David Fincher está entre nossos melhores cronistas de indivíduos moralmente obscuros, como no maravilhoso Clube da Luta (Fight Club) ou em Garota Exemplar (Gone Girl), apresentando personagens atraentes e de certa forma repulsivos que transmitam longe da dicotomia do preto no branco. Como cineasta é também um mestre do thriller, assim não é de se estranhar que os cinéfilos aguardem ansiosamente seu retorno ao gênero.
“O Assassino” apresenta ainda seu reencontro com o roteirista de Se7en, Andrew Kevin Walker, vagamente adaptando a série quadrinhos de mesmo nome de Alexis “Matz” Nolent e Luc Jacamon. No filme o astro Michael Fassbender interpreta um assassino sem nome que se orgulha de sua taxa de sucesso profissional. Acampado em um escritório desocupado da WeWork em Paris, o assassino aguarda em vigilância e, com uma voz imparcial, ele reflete sobre sua ocupação ‘Eu sou o que sou.’
À medida que o sol nasce e se põe sobre a cidade, ele segue sua rotina diária: uma ioga leve; um lanche rápido; um passeio; algumas rodadas de The Smiths em seu iPod.

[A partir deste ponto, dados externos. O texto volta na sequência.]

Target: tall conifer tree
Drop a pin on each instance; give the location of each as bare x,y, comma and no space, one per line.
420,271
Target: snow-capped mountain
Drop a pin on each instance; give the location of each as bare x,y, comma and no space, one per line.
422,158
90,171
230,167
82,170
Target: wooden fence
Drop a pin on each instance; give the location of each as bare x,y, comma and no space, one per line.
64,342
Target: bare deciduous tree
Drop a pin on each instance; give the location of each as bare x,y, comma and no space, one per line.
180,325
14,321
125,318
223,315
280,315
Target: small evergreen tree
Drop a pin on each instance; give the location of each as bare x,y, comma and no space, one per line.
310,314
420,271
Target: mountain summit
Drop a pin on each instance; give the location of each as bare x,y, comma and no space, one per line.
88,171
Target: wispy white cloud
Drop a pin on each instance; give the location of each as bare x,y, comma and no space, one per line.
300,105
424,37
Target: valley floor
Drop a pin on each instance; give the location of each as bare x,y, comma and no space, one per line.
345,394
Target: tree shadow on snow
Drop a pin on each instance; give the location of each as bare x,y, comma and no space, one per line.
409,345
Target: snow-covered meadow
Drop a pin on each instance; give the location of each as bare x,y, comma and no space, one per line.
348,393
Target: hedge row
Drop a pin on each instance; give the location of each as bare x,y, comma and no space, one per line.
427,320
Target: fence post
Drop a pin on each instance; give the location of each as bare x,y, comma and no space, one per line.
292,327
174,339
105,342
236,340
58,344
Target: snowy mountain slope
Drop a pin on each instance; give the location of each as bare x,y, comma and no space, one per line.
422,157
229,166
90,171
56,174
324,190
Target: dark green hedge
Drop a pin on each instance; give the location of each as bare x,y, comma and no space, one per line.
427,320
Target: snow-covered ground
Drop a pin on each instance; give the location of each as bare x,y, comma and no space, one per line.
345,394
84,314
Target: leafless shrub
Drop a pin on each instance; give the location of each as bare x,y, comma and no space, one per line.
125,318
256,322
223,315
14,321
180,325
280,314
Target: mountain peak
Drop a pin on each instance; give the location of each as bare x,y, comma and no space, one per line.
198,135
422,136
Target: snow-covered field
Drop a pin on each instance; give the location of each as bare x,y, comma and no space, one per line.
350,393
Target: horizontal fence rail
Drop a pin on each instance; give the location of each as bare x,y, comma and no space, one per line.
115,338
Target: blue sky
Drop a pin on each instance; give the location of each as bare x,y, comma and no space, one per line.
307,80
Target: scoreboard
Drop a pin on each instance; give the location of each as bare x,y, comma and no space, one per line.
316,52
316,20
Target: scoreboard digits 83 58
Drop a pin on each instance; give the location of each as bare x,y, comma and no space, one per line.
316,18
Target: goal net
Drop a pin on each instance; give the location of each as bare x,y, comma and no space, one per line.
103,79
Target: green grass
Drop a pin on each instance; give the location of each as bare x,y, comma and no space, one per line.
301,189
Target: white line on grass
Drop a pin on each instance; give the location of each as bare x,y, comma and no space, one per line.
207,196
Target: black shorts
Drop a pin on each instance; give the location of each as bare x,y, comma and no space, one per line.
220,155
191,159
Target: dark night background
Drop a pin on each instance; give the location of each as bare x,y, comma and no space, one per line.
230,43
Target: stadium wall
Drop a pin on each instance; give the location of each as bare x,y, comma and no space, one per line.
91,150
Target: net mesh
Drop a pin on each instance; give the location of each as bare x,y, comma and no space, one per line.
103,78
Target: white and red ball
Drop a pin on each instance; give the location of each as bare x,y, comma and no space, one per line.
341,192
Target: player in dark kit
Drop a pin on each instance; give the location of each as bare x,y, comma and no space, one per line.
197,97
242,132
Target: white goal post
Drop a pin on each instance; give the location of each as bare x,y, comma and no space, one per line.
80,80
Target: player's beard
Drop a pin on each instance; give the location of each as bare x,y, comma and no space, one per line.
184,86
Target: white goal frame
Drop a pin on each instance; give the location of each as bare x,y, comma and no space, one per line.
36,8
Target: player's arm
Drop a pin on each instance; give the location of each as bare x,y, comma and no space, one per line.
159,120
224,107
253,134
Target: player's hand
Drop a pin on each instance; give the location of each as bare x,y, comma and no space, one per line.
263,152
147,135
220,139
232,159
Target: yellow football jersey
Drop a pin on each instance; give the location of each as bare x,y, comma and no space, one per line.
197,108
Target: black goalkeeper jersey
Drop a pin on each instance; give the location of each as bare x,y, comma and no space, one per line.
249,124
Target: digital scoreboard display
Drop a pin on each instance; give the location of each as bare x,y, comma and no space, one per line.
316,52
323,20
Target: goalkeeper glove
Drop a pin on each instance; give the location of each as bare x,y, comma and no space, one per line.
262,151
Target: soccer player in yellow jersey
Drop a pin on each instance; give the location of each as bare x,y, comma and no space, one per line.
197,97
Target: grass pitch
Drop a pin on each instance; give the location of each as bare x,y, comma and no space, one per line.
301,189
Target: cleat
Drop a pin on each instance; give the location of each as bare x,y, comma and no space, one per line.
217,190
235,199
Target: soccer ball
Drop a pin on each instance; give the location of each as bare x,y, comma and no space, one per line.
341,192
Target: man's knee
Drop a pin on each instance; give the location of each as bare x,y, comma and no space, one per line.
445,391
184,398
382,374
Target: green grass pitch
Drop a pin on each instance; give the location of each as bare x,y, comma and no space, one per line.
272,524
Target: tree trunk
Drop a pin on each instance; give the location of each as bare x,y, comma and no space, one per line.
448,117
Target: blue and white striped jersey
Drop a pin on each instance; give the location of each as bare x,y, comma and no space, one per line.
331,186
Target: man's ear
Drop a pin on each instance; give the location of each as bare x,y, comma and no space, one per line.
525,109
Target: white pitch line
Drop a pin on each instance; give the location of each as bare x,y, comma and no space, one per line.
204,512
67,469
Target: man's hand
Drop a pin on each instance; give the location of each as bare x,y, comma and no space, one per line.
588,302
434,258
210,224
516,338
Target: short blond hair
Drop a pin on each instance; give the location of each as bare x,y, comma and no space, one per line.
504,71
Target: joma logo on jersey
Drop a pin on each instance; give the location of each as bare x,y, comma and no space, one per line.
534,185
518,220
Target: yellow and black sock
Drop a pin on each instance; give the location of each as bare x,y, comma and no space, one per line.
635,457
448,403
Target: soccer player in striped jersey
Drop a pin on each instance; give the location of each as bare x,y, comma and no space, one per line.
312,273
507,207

Ele acha mais fácil passar despercebido vestindo-se como um turista alemão: “Ninguém realmente quer interagir com um turista alemão”, diz ele, “Especialmente um parisiense”. A figura anônima se apresenta entre citações, referências à cultura pop, mantras e clichês que apresentam O Assassino ao espectador.
Se a “verdadeira vontade” do protagonista é matar, ele o faz sem qualquer paixão. Obtendo a satisfação que acompanha um trabalho bem executado. Para O Assassino, suas ações são mais parecidas com respirar. Como um bom profissional ele segue um conjunto estrito de regras pré-definidas: seguir o plano; não confiar em ninguém; renunciar à empatia; antecipar, não improvisar; lutar apenas a batalha para a qual foi pago, e estas têm-lhe servido bem.
Felizmente para o espectador seu último trabalho dá errado em uma fração de segundo, ele se torna o novo alvo, e uma mulher de quem ele gosta de repente se torna um dano colateral. Talvez seja hora de quebrar as regras. Como uma engrenagem em uma máquina bem lubrificada, O Assassino era apenas um rosto na multidão, até que de repente ele deixa de ser.
Fassbender entrega um ótima atuação, não somente na apresentação do personagem e da situação, mas após ter azar e tentar repetidamente se livrar de uma nova bagunça, ao mesmo tempo em que ressalta que é um profissional, desapegado de seu trabalho antes de tudo. É fascinante que um homem que fala tanto possa dizer tão pouco, e o olhar frio e indiferente de Fassbender é adequado para trazer o espectador para a trama.
Sem dúvidas a história em quadrinhos de Matz e Jacamon tiveram muito mais espaço para contar uma história de longo alcance, que mostrava um assassino perdendo lentamente a cabeça após uma vida inteira de solidão e derramamento de sangue. Ao comprimir tudo em duas horas, o filme acaba perdendo um pouco da proposta, mostrando O Assassino buscando consertar as amarrar e pontas soltas para poder se aposentar de uma vez por todas. Não é exatamente um enredo ambicioso para um cineasta como David Fincher, mas sua genialidade deixa o filme certamente envolvente, aproveitando-se também do talento de Michael Fassbender em cativar o espectador até os créditos finais.